Even getting defeated for reelection doesn’t necessarily mean voters have issued their final verdict on an incumbent. Ohio Republican Steve Chabot survived the 2006 Democratic wave, lost reelection in 2008 and won again two years later against the same candidate who had defeated him. Chabot faces another difficult race in the 1st District this fall. 

There are higher-profile examples of losers moving on to bigger things. Illinois state Sen. Barack Obama lost a 2000 Democratic primary challenge to Rep. Bobby L. Rush, was then elected to the Senate in 2004 and president of the United States in 2008. 

House losses a steppingstone to Senate?

Party strategists focused on the Senate are relying on losers too. 

Iowa Democrat Theresa Greenfield ran unsuccessfully for the House in 2018 (she dropped out before the primary). Cal Cunningham lost a Senate primary in North Carolina in 2010. Amy McGrath (Kentucky) and MJ Hegar (Texas) lost House races in 2018. Jon Ossoff lost a high-profile 2017 special election in Georgia’s 6th District. And Montana Gov.
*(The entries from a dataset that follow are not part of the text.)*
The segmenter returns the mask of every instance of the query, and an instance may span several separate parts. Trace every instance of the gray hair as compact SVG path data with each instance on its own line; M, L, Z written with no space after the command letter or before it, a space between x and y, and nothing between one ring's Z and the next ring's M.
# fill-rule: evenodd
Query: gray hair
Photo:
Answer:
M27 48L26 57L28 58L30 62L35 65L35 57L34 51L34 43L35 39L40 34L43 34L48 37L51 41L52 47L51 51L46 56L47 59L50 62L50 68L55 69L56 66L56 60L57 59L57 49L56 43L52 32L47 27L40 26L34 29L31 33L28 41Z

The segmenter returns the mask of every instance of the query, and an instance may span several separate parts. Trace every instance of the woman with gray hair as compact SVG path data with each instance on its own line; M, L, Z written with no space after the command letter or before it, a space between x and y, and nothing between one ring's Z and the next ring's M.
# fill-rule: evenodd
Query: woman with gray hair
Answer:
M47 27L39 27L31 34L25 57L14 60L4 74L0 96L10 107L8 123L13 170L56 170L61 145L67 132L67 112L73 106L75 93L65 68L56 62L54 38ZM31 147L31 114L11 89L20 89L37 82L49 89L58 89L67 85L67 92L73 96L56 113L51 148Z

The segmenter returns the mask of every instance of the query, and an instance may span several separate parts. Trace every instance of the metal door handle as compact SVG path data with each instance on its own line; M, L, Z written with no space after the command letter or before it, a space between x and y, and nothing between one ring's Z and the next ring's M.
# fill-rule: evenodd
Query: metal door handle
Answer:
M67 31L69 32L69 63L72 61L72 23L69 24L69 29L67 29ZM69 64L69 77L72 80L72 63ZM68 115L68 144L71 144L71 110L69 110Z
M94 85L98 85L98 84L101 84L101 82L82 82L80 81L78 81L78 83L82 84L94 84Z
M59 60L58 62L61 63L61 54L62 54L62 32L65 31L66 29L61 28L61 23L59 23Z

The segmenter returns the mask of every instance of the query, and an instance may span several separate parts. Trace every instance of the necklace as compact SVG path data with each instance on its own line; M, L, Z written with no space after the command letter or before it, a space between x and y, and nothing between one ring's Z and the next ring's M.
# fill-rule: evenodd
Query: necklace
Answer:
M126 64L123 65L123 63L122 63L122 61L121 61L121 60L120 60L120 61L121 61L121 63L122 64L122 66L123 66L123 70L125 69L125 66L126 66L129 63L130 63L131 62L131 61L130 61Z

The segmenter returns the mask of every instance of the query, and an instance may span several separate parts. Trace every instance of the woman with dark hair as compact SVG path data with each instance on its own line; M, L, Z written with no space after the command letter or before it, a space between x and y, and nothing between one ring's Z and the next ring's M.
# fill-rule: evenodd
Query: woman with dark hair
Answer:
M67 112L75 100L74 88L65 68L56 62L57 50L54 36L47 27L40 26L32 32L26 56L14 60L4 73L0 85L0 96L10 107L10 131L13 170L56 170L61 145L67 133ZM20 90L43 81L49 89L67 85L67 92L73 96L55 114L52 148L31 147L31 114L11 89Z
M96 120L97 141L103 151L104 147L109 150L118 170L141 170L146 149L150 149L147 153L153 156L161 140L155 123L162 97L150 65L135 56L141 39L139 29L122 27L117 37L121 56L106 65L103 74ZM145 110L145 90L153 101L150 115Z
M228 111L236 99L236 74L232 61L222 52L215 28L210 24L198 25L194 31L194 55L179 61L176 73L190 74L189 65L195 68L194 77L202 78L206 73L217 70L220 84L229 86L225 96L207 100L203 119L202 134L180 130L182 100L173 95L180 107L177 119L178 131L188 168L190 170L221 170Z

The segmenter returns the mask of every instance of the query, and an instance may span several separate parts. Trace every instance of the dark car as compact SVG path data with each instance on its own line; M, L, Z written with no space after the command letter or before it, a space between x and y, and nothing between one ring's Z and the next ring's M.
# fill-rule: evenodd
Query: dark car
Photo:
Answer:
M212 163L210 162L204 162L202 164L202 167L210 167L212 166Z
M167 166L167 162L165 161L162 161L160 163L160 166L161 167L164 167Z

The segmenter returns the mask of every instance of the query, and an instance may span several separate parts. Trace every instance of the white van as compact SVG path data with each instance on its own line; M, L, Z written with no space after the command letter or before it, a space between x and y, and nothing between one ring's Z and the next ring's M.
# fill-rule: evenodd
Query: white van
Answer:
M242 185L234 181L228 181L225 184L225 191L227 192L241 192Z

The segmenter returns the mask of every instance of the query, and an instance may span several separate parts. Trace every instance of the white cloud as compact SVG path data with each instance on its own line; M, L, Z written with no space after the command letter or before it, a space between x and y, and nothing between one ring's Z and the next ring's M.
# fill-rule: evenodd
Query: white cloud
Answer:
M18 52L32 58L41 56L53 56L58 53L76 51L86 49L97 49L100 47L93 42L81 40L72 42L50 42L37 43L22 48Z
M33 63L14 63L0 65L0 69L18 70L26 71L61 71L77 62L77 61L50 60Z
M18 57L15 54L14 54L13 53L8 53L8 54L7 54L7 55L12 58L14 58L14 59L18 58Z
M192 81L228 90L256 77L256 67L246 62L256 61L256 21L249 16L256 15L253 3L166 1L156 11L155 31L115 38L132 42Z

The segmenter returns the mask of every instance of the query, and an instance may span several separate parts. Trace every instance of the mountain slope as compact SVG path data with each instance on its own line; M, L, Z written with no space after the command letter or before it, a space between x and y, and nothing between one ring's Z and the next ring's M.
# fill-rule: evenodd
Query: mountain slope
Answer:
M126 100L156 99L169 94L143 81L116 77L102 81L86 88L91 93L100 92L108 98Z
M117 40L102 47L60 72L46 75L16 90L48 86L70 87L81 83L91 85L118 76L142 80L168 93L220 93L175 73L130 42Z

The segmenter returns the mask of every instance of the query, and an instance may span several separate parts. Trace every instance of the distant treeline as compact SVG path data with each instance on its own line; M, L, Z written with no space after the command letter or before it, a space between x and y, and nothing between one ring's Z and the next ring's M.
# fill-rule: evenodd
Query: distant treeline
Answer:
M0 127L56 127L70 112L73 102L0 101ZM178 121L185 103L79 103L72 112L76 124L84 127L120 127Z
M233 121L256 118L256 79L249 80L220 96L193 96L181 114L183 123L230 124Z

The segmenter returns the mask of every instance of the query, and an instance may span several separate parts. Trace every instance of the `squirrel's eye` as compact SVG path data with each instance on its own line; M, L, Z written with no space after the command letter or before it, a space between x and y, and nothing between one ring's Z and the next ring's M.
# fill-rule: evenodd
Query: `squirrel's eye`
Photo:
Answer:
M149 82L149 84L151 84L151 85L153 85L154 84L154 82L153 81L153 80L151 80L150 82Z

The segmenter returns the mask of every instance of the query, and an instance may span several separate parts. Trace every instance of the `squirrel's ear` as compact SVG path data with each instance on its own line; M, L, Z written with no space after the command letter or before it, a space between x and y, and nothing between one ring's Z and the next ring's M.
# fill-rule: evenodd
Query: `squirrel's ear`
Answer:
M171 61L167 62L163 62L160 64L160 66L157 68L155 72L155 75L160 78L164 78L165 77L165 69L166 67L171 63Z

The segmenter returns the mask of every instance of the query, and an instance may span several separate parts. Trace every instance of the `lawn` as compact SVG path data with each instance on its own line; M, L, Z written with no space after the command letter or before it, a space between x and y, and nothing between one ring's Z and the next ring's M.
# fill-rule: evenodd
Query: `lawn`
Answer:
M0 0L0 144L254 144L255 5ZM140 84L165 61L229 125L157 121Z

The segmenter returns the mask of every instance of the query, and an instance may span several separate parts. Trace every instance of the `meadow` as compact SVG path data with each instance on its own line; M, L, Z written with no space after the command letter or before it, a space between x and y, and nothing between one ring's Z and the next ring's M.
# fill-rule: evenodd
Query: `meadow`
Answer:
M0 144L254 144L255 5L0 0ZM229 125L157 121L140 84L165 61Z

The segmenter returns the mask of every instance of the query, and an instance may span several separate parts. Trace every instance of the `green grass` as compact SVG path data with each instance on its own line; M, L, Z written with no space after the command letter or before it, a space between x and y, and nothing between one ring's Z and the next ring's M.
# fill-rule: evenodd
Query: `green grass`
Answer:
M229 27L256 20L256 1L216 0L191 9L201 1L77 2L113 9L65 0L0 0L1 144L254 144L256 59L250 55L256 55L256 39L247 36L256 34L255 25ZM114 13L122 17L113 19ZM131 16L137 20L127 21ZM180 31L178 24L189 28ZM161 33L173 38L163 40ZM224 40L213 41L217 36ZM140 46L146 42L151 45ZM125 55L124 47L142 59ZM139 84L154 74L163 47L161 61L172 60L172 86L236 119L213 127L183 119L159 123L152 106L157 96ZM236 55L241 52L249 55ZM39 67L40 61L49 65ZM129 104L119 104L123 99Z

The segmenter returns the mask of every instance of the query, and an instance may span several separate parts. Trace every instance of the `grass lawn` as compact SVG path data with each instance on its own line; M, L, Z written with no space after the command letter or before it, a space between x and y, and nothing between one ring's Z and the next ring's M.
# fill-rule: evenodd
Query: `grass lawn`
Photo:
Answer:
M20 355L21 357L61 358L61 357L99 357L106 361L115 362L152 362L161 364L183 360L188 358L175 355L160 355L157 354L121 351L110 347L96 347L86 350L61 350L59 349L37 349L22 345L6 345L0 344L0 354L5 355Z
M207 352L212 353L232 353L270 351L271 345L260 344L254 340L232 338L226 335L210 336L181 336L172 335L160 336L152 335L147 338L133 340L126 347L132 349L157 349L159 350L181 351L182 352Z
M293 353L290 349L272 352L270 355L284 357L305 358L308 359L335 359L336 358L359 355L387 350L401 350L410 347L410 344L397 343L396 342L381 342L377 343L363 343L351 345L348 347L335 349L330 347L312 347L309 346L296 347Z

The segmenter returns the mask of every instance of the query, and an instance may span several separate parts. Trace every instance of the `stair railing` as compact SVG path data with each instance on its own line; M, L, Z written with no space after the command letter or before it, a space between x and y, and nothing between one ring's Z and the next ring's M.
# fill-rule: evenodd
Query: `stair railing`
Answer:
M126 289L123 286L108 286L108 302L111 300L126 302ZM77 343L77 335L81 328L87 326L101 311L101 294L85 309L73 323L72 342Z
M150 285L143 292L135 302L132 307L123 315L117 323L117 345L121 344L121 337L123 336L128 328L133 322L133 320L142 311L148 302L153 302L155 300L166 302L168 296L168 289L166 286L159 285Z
Steve Bullock and former Colorado Gov. John Hickenlooper finished just short of getting elected president this year. 

Republicans would dramatically improve their chances of holding the Senate if Martha McSally wins in Arizona. It wouldn’t be a reelection because she lost the election for the state’s other seat in 2018 and was subsequently appointed to the one she currently holds. 

It is unlikely that all of these candidates will win. Either Republicans or Democrats will have a big night, and the party that does will do so by riding on the backs of losers. For Democrats, that could go all the way to the top if two-time presidential loser Joe Biden can capture the White House.

Nathan L. Gonzales is an election analyst for CQ Roll Call.